In most of history, the attention flywheel of an object took decades to form and often involved numerous intermediary entities or printed publications that communities could gather around, such as trade shows, conferences, auction houses, and print magazines.

In most of history, the attention flywheel of an object took decades to form when an economy coalesced around an object with clear rules that participants could fully understand. This often involved numerous intermediaries or printed publications, such as exhibitions, conferences, auction houses, and print magazines, in order to gather communities.
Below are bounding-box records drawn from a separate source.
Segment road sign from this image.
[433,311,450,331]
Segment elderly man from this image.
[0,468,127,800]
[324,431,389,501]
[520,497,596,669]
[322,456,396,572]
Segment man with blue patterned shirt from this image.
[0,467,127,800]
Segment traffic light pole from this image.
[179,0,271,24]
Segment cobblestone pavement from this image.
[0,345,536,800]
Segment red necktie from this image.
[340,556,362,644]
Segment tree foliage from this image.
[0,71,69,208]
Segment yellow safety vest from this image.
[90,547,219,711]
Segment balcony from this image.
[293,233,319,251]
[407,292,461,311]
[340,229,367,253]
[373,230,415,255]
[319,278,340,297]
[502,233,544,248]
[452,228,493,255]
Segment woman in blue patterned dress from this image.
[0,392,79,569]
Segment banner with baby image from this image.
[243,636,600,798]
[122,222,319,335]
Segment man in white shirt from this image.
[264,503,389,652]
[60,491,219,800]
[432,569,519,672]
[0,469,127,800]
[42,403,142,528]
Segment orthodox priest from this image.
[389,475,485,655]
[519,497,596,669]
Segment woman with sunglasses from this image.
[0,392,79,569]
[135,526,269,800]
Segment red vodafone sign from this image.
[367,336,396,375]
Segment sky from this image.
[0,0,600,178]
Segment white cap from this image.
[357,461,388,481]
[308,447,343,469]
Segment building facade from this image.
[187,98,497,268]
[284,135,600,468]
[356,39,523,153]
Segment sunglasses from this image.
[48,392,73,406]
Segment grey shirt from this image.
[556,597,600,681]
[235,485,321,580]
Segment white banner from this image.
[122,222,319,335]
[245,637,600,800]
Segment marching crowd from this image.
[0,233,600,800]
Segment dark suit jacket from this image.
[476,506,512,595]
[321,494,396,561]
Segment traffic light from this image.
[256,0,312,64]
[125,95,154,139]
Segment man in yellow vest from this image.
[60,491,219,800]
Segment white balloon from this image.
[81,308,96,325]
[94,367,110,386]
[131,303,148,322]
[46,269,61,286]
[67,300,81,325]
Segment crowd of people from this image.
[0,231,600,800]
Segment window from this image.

With the rise of online networks, many of the previous limitations on attention generation have been eliminated. Today, digital-native communities, celebrities, and influencers on social platforms can often amass thousands of followers in seconds. This creates a net effect where attention flywheels operate in the space of minutes and hours within present-day community gathering, rather than years and decades.

In the past 36 months, the attention flywheel has included not only unique physical objects but also purely digital objects.

Thus, an efficient object attention machine has been created:

  • Online communities;

  • Generating attention;

  • In real-time;

  • For unique digital objects;

And the spark begins to ignite.

Part of these recent phenomena can be explained by the unique design of digitally native objects rooted in blockchain technology, which unlock many new functions that have few precedents in purely physical objects:

Near-frictionless transactions. Unique digital objects can be traded frictionlessly through peer-to-peer networks and self-custody wallets, avoiding the costly and time-consuming expenses associated with transportation, settlement, storage, and legal contracts.

Source of truth. Unique digital objects benefit from a global, public, immutable database that can be queried openly at any time, which helps prevent forgery and claims of infringement, and provides a fast way to identify fraudulent behavior by contracting parties. The transparency of information makes auditing and tracking specific objects, issuers, market participants, and trends simple.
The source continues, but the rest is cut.